Uczestnicy zdarzenia bezpośrednio po wywrotce łodzi byli wyławiani przez turystów ze wzburzonej wody na betonowy falochron, który zabezpiecza wejście do portu. Jeden z mężczyzn głośno wzywał rozbitków do płynięcia w jego kierunku i po kolei pomagał wychodzić poszkodowanym z wody.
Jeden z członków załogi wywróconej jednostki krzyczał do gromadzących się na brzegu turystów, aby natychmiast wezwali pomoc.
Polskie Radio Koszalin ustaliło po zdarzeniu, że miejscowy WOPR nie był w stanie wysłać na miejsce swojej łodzi. Przeszkodą była bardzo duża fala i - jak powiedział szef tamtejszego WOPR Marek Chadaj - "niebezpieczne miejsce".
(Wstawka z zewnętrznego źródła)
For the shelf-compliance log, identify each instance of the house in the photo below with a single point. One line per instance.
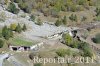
(26, 48)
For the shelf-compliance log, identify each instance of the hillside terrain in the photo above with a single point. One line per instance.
(50, 29)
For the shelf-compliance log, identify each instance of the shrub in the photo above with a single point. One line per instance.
(73, 18)
(18, 28)
(86, 49)
(67, 39)
(61, 52)
(83, 18)
(97, 11)
(39, 22)
(1, 43)
(13, 26)
(64, 20)
(24, 28)
(38, 64)
(7, 33)
(24, 7)
(96, 39)
(12, 8)
(58, 22)
(32, 18)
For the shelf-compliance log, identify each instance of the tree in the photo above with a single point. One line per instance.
(18, 28)
(58, 22)
(24, 28)
(1, 43)
(73, 18)
(61, 52)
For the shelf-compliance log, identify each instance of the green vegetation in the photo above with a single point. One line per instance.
(74, 43)
(18, 28)
(86, 49)
(2, 17)
(73, 18)
(62, 21)
(83, 18)
(39, 22)
(38, 64)
(32, 18)
(12, 8)
(96, 39)
(24, 28)
(53, 7)
(97, 11)
(7, 33)
(63, 52)
(13, 26)
(1, 43)
(67, 39)
(58, 22)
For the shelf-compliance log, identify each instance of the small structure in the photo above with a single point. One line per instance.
(26, 48)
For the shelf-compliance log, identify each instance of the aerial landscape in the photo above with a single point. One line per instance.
(49, 32)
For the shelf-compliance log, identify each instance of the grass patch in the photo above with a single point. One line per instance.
(22, 42)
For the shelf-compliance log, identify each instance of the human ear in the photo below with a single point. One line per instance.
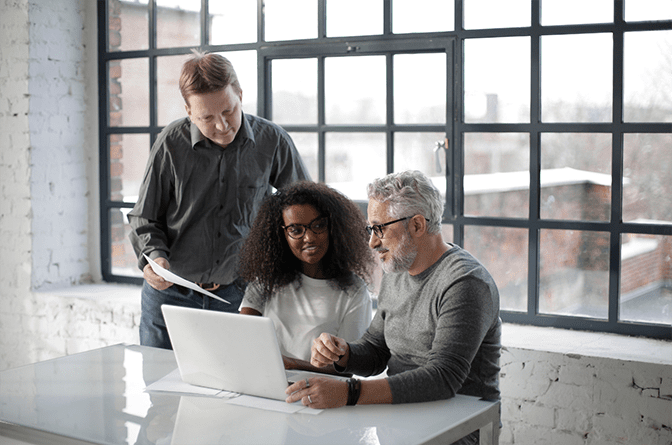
(418, 225)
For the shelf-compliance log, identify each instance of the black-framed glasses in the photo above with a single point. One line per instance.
(317, 226)
(378, 228)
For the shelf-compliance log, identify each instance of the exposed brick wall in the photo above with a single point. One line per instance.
(552, 398)
(46, 167)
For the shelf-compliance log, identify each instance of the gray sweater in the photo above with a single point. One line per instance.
(438, 333)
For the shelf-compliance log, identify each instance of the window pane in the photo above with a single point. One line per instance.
(481, 14)
(574, 274)
(647, 76)
(576, 78)
(355, 90)
(245, 65)
(232, 21)
(306, 144)
(123, 259)
(497, 174)
(646, 277)
(178, 23)
(354, 17)
(170, 103)
(128, 158)
(504, 253)
(570, 12)
(128, 25)
(647, 175)
(129, 92)
(353, 160)
(576, 176)
(422, 151)
(290, 19)
(294, 91)
(647, 10)
(504, 97)
(423, 16)
(420, 102)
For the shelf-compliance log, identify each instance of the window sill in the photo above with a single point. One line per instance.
(588, 344)
(543, 339)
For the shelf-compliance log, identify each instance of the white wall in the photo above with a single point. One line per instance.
(49, 229)
(49, 251)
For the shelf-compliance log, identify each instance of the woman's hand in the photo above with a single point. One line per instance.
(319, 392)
(328, 349)
(153, 279)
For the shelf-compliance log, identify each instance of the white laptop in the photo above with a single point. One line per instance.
(232, 352)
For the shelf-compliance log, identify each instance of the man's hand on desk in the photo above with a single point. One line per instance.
(153, 279)
(319, 392)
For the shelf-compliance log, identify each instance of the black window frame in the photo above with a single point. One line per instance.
(455, 130)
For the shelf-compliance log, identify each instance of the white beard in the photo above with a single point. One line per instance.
(403, 257)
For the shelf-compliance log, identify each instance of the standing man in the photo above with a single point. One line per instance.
(205, 179)
(437, 328)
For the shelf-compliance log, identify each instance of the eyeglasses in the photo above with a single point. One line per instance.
(317, 226)
(378, 228)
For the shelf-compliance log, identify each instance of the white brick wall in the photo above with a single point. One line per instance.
(59, 143)
(556, 398)
(48, 237)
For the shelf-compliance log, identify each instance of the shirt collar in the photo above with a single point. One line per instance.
(245, 133)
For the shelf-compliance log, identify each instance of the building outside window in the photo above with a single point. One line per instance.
(546, 124)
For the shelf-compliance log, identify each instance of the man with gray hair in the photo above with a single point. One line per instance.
(437, 328)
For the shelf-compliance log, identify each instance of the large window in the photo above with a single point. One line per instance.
(547, 124)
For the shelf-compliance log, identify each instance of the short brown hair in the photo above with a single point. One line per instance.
(207, 73)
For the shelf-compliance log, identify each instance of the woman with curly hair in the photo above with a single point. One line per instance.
(308, 263)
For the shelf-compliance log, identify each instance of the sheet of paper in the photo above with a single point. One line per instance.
(173, 278)
(173, 383)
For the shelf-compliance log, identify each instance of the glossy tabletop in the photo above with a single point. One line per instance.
(98, 397)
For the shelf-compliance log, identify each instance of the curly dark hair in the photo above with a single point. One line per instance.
(266, 256)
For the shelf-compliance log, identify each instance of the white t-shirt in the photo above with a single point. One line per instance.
(317, 306)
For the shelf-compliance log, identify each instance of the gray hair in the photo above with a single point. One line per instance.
(409, 193)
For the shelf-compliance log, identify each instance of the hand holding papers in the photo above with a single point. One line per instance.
(169, 276)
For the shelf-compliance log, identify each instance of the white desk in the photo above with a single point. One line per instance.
(98, 397)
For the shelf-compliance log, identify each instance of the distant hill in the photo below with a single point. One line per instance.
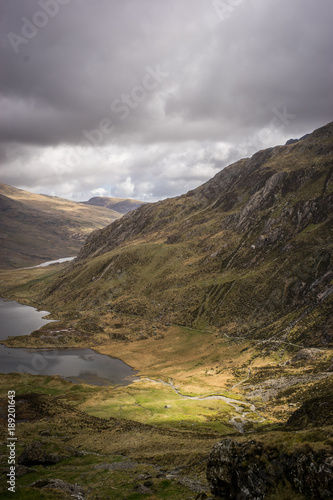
(121, 205)
(36, 228)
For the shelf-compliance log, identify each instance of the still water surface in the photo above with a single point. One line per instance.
(76, 365)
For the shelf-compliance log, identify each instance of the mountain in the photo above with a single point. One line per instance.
(248, 253)
(221, 299)
(36, 228)
(121, 205)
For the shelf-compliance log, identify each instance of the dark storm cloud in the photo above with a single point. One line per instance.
(163, 76)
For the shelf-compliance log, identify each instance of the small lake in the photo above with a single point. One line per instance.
(75, 365)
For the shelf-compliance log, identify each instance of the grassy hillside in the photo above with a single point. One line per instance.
(36, 228)
(248, 253)
(222, 300)
(121, 205)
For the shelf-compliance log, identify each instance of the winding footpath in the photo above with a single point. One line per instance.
(242, 408)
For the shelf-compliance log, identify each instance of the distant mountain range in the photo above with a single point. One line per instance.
(249, 251)
(121, 205)
(36, 228)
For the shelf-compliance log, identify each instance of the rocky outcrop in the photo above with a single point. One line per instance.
(68, 489)
(249, 471)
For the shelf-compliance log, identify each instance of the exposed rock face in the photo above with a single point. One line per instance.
(74, 490)
(248, 471)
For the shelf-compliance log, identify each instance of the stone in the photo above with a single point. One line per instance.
(248, 471)
(34, 454)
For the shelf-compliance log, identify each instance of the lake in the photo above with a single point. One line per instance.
(75, 365)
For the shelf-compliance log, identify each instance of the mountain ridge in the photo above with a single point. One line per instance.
(121, 205)
(248, 250)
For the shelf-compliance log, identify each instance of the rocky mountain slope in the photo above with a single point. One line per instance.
(36, 228)
(121, 205)
(248, 253)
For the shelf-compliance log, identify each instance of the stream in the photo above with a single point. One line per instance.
(238, 421)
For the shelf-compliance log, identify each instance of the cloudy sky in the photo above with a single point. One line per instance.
(150, 98)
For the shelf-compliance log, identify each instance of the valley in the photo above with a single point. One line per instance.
(221, 299)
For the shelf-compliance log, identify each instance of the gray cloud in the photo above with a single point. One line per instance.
(152, 98)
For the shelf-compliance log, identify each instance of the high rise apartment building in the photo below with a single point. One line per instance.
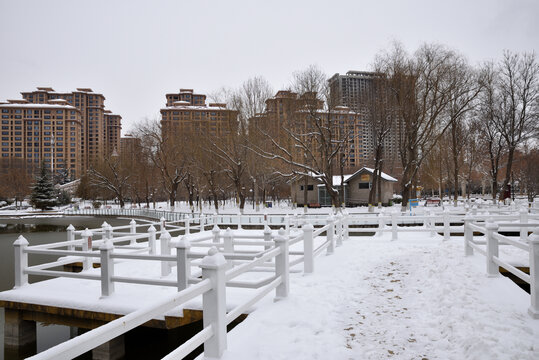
(95, 132)
(47, 132)
(113, 132)
(355, 89)
(129, 145)
(187, 112)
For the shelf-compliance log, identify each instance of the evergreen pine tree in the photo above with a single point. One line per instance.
(43, 193)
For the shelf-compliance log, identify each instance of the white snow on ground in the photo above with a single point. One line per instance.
(415, 298)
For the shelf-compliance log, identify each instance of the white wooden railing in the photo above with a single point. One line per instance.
(225, 261)
(491, 229)
(219, 269)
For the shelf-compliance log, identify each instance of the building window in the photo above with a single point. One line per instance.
(364, 185)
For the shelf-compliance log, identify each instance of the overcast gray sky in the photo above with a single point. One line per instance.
(136, 51)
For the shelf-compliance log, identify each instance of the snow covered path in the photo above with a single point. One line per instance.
(415, 298)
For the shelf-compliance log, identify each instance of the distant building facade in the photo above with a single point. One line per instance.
(113, 132)
(96, 133)
(47, 132)
(355, 90)
(295, 112)
(187, 112)
(129, 144)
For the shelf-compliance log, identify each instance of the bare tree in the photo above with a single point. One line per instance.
(491, 142)
(464, 90)
(313, 137)
(422, 89)
(166, 151)
(519, 97)
(380, 119)
(529, 172)
(111, 175)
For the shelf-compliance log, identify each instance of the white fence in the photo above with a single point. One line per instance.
(226, 260)
(219, 269)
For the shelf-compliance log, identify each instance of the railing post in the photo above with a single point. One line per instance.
(267, 237)
(339, 230)
(133, 230)
(287, 224)
(151, 240)
(492, 249)
(523, 220)
(239, 221)
(164, 239)
(282, 265)
(228, 238)
(468, 235)
(346, 225)
(394, 228)
(107, 268)
(163, 224)
(183, 265)
(331, 235)
(308, 248)
(381, 224)
(447, 224)
(201, 222)
(432, 223)
(21, 261)
(104, 230)
(87, 246)
(71, 237)
(187, 225)
(215, 233)
(534, 274)
(214, 303)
- Ratownicy skakali do wody w zasobnikach i z bojkami. Uratowano sześciu turystów i dwie osoby załogi - powiedział Marek Chadaj Polskiemu Radiu Koszalin. Jednak w komentarzach pod wideo osoby, które twierdzą, że były świadkami zdarzenia napisały, że większość poszkodowanych wyciągnęli z wody spacerowicze znajdujący się w pobliżu.
Ich zdaniem ratownicy ewakuowali tylko jedną osobę - członka załogi motorówki.
Zdaniem Chadaja akcja przebiegała sprawnie i szybko dzięki pomocy plażowiczów, którzy natychmiast wezwali ratunek.
Przyczyny i okoliczności wypadku ustalą policja i specjalna komisja podał portal prk24.pl.
Ratownik WOPR przypomniał w rozmowie z Polskim Radiem Koszalin, że w takich okolicznościach, gdy dochodzi do wypadku w wodzie należy wzywać pomoc poprzez numer alarmowy 601 100 100.